Institute of Oncology, Davidoff Center, Rabin Medical Center, Petah Tikva, Israel.
J Natl Cancer Inst. 2010 Dec 15;102(24):1845-54. doi: 10.1093/jnci/djq409. Epub 2010 Nov 23.
Dose-dense chemotherapy has become a mainstay regimen in the adjuvant setting for women with high-risk breast cancer. We performed a systematic review and meta-analysis of the existing data from randomized controlled trials regarding the efficacy and toxicity of the dose-dense chemotherapy approach in nonmetastatic breast cancer.
Randomized controlled trials that compared a dose-dense chemotherapy protocol with a standard chemotherapy schedule in the neoadjuvant or adjuvant setting in adult women older than 18 years with breast cancer were identified by searching The Cochrane Cancer Network register of trials, The Cochrane Library, and LILACS and MEDLINE databases (from January 1966 to January 2010). Hazard ratios (HRs) of death and recurrence and relative risks of adverse events were estimated and pooled. All statistical tests were two-sided.
Ten trials met the inclusion criteria and were classified into two categories based on trial methodology. Three trials enrolling 3337 patients compared dose-dense chemotherapy with a conventional chemotherapy schedule (similar agents).

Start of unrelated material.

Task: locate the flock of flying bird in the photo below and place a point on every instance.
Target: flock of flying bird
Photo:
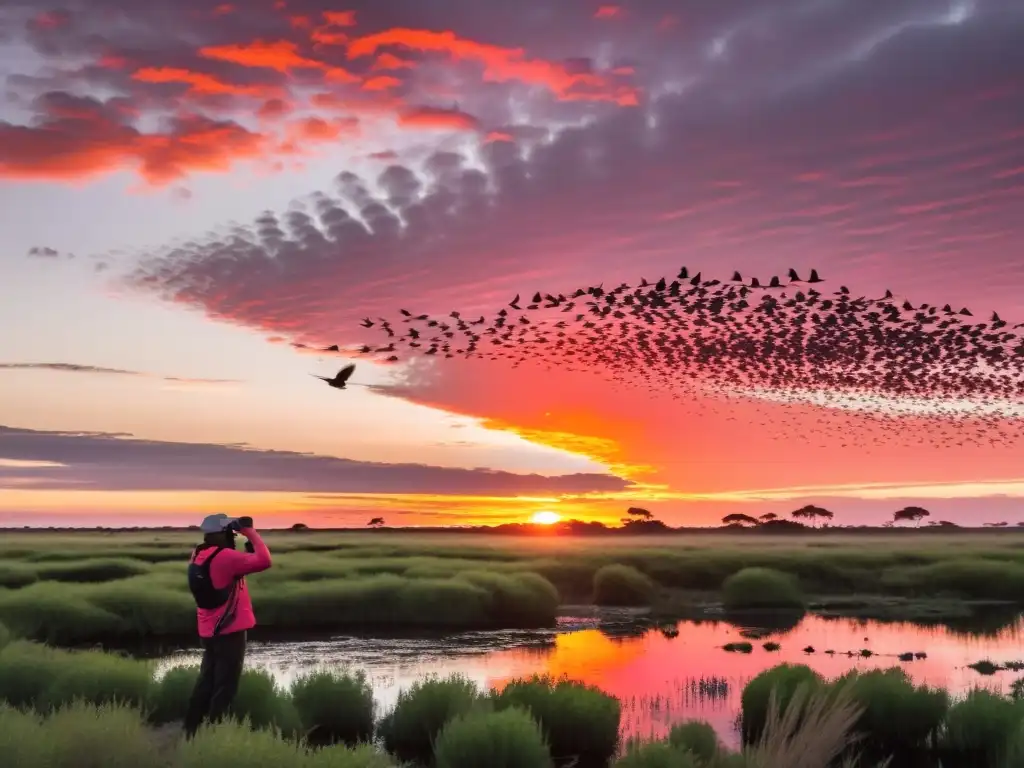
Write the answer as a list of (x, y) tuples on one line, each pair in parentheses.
[(880, 359)]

Patients who received dose-dense chemotherapy had better overall survival (HR of death = 0.84, 95% confidence interval [CI] = 0.72 to 0.98, P = .03) and better disease-free survival (HR of recurrence or death = 0.83, 95% CI = 0.73 to 0.94, P = .005) than those on the conventional schedule. No benefit was observed in patients with hormone receptor-positive tumors. Seven trials enrolling 8652 patients compared dose-dense chemotherapy with regimens that use standard intervals but with different agents and/or dosages in the treatment arms. Similar results were obtained for these trials with respect to overall survival (HR of death = 0.85, 95% CI = 0.75 to 0.96, P = .01) and disease-free survival (HR of recurrence or death = 0.81, 95% CI = 0.73 to 0.88, P < .001). The rate of nonhematological adverse events was higher in the dose-dense chemotherapy arms than in the conventional chemotherapy arms.

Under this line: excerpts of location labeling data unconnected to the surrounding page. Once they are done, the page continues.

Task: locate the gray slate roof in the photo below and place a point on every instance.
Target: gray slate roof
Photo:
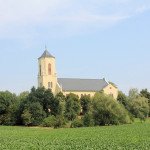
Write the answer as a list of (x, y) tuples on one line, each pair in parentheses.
[(69, 84), (46, 54)]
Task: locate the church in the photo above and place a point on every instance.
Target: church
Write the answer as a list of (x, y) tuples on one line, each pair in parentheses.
[(47, 77)]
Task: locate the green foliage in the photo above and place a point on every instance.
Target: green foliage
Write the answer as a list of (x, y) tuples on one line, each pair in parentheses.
[(8, 108), (133, 93), (88, 120), (85, 103), (60, 98), (146, 94), (27, 118), (73, 106), (6, 99), (77, 123), (59, 122), (37, 113), (124, 137), (106, 110), (140, 108), (48, 122), (52, 121)]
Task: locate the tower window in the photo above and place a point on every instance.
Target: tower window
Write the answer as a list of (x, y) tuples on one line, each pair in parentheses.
[(49, 69), (50, 84)]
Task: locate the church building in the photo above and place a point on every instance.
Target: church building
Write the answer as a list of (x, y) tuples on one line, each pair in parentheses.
[(47, 77)]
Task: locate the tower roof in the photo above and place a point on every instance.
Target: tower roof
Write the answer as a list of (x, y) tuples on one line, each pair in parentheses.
[(46, 54)]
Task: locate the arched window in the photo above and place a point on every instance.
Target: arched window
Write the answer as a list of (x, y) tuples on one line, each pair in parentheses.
[(40, 70), (49, 69)]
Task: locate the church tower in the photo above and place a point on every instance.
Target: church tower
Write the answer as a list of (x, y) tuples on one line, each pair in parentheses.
[(47, 76)]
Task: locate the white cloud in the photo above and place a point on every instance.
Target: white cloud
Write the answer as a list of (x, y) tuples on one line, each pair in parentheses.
[(21, 18), (142, 8)]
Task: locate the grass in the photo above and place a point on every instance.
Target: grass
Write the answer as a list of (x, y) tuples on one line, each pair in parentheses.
[(123, 137)]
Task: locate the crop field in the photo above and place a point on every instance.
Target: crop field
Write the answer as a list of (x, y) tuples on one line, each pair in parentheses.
[(123, 137)]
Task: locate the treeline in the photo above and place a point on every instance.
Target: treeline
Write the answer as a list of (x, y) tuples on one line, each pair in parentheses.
[(40, 107)]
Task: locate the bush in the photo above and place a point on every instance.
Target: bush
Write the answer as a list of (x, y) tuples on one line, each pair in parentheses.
[(77, 123), (140, 108), (88, 120)]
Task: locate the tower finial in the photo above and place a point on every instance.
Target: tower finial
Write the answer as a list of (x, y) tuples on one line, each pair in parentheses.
[(45, 47)]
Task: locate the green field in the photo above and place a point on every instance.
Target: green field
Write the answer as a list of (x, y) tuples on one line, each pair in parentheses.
[(134, 136)]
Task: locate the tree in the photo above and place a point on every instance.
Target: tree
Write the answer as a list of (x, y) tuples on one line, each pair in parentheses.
[(133, 93), (61, 106), (140, 108), (26, 117), (73, 106), (146, 94), (6, 99), (36, 111), (8, 108), (113, 84), (107, 110), (85, 103), (122, 98)]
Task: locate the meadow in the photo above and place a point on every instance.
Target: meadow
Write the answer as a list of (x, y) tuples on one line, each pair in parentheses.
[(123, 137)]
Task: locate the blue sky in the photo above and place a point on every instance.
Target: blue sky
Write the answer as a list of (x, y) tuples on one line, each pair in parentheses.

Dose-dense chemotherapy results in better overall and disease-free survival, particularly in women with hormone receptor-negative breast cancer. However, additional data from randomized controlled trials are needed before dose-dense chemotherapy can be considered as the standard of care.
密集化疗已成为高危乳腺癌辅助治疗的主要方案。我们对现有的随机对照试验数据进行了系统回顾和荟萃分析,以评估非转移性乳腺癌中密集化疗方案的疗效和毒性。
通过检索 Cochrane 癌症网络试验注册库、Cochrane 图书馆、LILACS 和 MEDLINE 数据库(1966 年 1 月至 2010 年 1 月),确定了比较 18 岁以上成年女性新辅助或辅助治疗中密集化疗方案与标准化疗方案的随机对照试验。死亡和复发的风险比(HR)和不良事件的相对风险进行了估计和汇总。所有统计检验均为双侧检验。
10 项试验符合纳入标准,并根据试验方法分为两类。3 项试验共纳入 3337 例患者,比较了密集化疗与常规化疗方案(相似药物)。接受密集化疗的患者总生存(死亡 HR = 0.84,95%可信区间 [CI] = 0.72 至 0.98,P =.03)和无病生存(复发或死亡 HR = 0.83,95%CI = 0.73 至 0.94,P =.005)均优于常规方案组。激素受体阳性肿瘤患者无获益。7 项试验共纳入 8652 例患者,比较了密集化疗与采用标准间隔但治疗臂中药物和/或剂量不同的方案。这些试验在总生存(死亡 HR = 0.85,95%CI = 0.75 至 0.96,P =.01)和无病生存(复发或死亡 HR = 0.81,95%CI = 0.73 至 0.88,P <.001)方面也得到了类似的结果。密集化疗组的非血液学不良事件发生率高于常规化疗组。
密集化疗可改善总生存和无病生存,尤其适用于激素受体阴性乳腺癌患者。然而,在密集化疗可被视为标准治疗之前,还需要更多来自随机对照试验的数据。